Edit the file /var/lib/pgsql/data/postgresql.conf and uncomment the following three lines:
port = 5432
tcpip_socket = false #and change the value to "true"
password_encryption = true
Create a new database and define a user that will have permission to write into this database. When this is done, import the tables from the docmgr.pgsql file that comes with your DocMGR package.
The last step is to configure the $DOCMGRHOME/config/config.php file to tell the DocMGR the database name, how to connect to it, and what database users have permission to write into this database. Edit the "Required Settings" section in the config.php file to your needs.
You can configure your DocMGR to be able to authenticate users against LDAP, but this feature is still in an early development stage and you're highly advised to test the configuration before using it on a production server.
Testing and troubleshooting
Point your Web browser to your DocMGR URL (e.g. http://anze.example.com/doc/) and log in for the first time with user and password "admin". After you change the default admin password, you can create users and collections, manage users and group permissions, and perform other operations -- see the user manual for details.
Here are a couple of possible problems you might bump into:
When you try to connect to DocMGR URL, you get a blank page, and in the apache_error log you'll find an entry something like
PHP Fatal error: Call to undefined function: scandir() in /var/www/html/doc/lib/xml.php on line 164. This error will occur if you have PHP libraries older than required. Upgrade to the newest version to fix the problem.
When you try to connect to DocMGR URL, you get
Could not connect to database error. Possible reasons for this error are:
- The username and/or password for the database user in php.config file is wrong.
- The database name in config.php file is wrong.
- The PostgreSQL service is not running on your system. Check whether the service is running with the command
- The PostgreSQL service is not listening on the proper TCP port.
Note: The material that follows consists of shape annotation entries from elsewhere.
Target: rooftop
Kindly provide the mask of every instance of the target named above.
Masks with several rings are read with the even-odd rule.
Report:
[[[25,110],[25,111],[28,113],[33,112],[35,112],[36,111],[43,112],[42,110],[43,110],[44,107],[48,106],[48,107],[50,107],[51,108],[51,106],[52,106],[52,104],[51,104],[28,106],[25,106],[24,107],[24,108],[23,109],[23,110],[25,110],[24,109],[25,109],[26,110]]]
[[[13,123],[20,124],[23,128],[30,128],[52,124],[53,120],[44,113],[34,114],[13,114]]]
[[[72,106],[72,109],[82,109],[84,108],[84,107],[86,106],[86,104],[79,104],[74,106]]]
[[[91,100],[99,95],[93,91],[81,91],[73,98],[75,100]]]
Check whether the PostgreSQL service is listening on port 5432 with the command
netstat -antpu | grep 5432. If the output of the command doesn't give any results, check the port and tcpip_socket settings in your /var/lib/pgsql/data/postgresql.conf file.
Among the many free document management systems for Linux, some of the better known are DoXFS, Docsys, and OpenDocMan. I prefer DocMGR, because I find it to be the most sophisticated of them. It provides a logical interface and all the features that a modern document management system needs.